Tengo cuarenta y cinco años, profesional, vivo en Lomas. Mmm..., puede ser, dije, y así comencé a intercambiar mensajes.
Era separado, tenía dos hijos, su mujer lo había abandonado por otro. A medida que pasaban los días, las conversaciones se hacían más que interesantes. Iba en el tren ansiosa por llegar cuanto antes a casa para hablar con él, al igual que con Ezequiel. Me contó que todos los domingos iba a la Laguna de Monte, cosa que a mí me seducía mucho, ya que disfrutaba del aire libre. Trataba de imaginarlo. Seguro que será gordo, debe estar comiendo todo el día, pero es dulce, me autoconvencía. Por lo visto tenía la glucosa muy baja en sangre ya que todos me parecían dulces, necesitaba comerme algo empalagoso todo el tiempo.

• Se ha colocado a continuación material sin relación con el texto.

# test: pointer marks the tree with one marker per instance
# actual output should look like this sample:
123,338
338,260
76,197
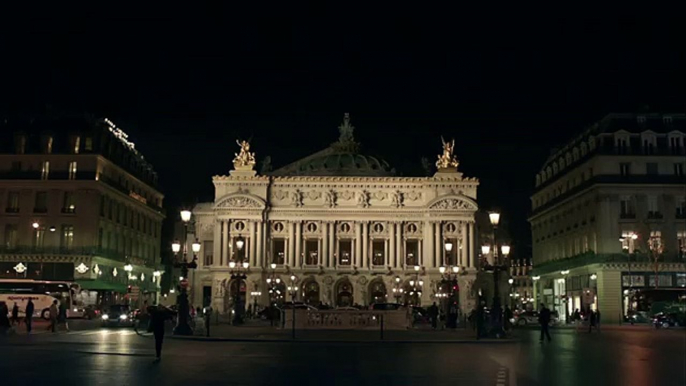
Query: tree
651,238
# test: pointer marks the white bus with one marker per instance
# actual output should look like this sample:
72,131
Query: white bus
43,293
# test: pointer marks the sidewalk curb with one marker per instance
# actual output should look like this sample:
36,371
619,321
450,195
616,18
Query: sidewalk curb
338,341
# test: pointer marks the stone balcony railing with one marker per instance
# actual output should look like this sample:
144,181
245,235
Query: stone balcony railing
593,258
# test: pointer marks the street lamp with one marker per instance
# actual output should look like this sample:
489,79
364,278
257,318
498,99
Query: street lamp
239,269
293,290
182,324
497,311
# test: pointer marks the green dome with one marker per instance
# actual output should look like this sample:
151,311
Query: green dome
344,164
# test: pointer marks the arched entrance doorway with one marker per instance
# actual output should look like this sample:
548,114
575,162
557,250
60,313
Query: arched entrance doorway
311,292
411,294
236,297
377,292
344,293
277,292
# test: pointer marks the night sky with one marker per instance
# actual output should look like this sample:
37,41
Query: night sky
185,86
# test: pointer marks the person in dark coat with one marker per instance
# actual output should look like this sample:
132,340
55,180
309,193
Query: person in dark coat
15,314
158,317
28,319
433,315
544,320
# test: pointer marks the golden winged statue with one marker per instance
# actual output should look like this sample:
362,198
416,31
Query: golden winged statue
244,159
447,160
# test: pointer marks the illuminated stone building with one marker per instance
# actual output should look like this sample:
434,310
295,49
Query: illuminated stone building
609,217
78,202
342,224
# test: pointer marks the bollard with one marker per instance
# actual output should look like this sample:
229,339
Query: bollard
293,321
381,330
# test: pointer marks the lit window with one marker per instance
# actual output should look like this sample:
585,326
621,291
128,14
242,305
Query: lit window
628,241
625,169
67,240
72,170
38,237
45,170
679,169
681,207
681,241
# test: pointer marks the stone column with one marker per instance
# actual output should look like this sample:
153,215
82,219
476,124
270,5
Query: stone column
472,246
365,244
439,245
392,257
429,249
400,257
216,243
324,253
291,245
333,249
298,244
358,244
252,244
259,243
225,243
462,253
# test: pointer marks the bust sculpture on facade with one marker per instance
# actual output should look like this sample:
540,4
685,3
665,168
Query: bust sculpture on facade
244,160
447,160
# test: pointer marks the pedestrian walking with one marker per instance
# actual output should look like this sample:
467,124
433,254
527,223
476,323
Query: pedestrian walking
544,320
433,315
15,314
480,322
28,318
62,316
4,320
452,316
158,317
208,316
576,319
508,318
53,312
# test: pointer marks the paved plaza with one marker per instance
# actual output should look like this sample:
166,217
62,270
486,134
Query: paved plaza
92,355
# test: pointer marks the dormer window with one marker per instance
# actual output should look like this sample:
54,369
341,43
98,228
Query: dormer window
47,144
20,144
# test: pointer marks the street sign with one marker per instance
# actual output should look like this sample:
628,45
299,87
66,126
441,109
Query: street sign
135,292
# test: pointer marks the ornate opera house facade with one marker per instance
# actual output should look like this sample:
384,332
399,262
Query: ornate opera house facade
338,229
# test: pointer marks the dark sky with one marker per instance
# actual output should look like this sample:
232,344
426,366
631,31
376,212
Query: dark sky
185,85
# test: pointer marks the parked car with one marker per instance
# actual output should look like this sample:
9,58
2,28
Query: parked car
530,318
666,320
117,315
91,312
385,306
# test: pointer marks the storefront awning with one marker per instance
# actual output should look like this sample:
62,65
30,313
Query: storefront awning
100,285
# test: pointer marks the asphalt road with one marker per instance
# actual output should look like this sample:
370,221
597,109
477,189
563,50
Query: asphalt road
92,355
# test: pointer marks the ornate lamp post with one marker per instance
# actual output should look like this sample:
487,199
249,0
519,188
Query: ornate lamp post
273,285
238,273
449,273
416,285
293,290
497,267
397,289
182,325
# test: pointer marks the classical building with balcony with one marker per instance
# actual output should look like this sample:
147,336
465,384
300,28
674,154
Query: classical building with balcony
339,222
608,217
79,203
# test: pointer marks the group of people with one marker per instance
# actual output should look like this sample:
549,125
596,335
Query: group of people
7,323
591,316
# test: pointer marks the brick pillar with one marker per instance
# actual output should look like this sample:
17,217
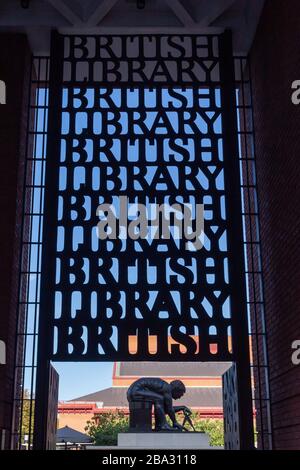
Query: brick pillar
275,59
14,71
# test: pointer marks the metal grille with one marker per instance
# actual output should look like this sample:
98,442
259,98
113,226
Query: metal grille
101,151
253,258
31,251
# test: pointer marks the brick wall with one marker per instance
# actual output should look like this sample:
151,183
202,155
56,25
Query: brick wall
275,60
14,70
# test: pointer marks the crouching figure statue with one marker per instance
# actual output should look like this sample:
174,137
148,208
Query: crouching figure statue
149,391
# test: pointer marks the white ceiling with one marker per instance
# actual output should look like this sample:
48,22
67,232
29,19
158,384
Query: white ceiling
123,16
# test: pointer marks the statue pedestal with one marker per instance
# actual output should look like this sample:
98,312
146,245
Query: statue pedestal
163,440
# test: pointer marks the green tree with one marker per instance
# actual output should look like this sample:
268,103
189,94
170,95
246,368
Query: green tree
105,427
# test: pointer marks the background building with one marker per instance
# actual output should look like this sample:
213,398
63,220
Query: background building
268,32
203,395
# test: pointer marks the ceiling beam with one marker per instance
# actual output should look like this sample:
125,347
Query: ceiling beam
181,12
66,12
216,10
101,11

Después de casi un mes de charla me propuso conocernos e ir a Monte. Pasaría a buscarme por casa. Le dije que sí. Me entusiasmaba mucho la idea. Al fin alguien que me iba a hacer sentir una diosa.
Abrí mi placar y comencé a tirar ropa sobre la cama. Excepto el jean y la remera que me había comprado para ver a Ezequiel, solo tenía pantalones de vestir, camisas con jabot, suéteres de bremer y dos tailleur de gabardina. Nada acorde a la ocasión. Hurgando encontré una remera negra de algodón que usaba como camiseta, la cual combiné con los jeans nuevos. Chatitas, bolso de cuero al tono, apenas un poco de maquillaje y me sentí lista para conquistar al mundo, en realidad a una determinada persona de este mundo.
Era setiembre, y el color de las petunias y conejitos le daban un aspecto campestre a mi jardín, que contrastaba con la calle destruida sobre la cual vivía. La falta de lluvia hacía que mis zapatos se hundieran en el polvillo, transformando su color negro en un marrón tenue. Debía caminar ocho cuadras hasta el lugar donde nos íbamos a encontrar.
Mi imaginación no cesaba de elaborar imágenes sobre la posible cara de ese hombre. Qué locura la mía. ¿Qué pasa si no me gusta?, repetía una y otra vez. ¿Se lo digo o me banco el paseo a Monte con alguien que no me resulta agradable? De última hago de cuenta que voy con un amigo, esto lo tenía que haber pensado antes. Ya está. Enfrentemos la situación, el mundo será de los audaces, me autoconvencí.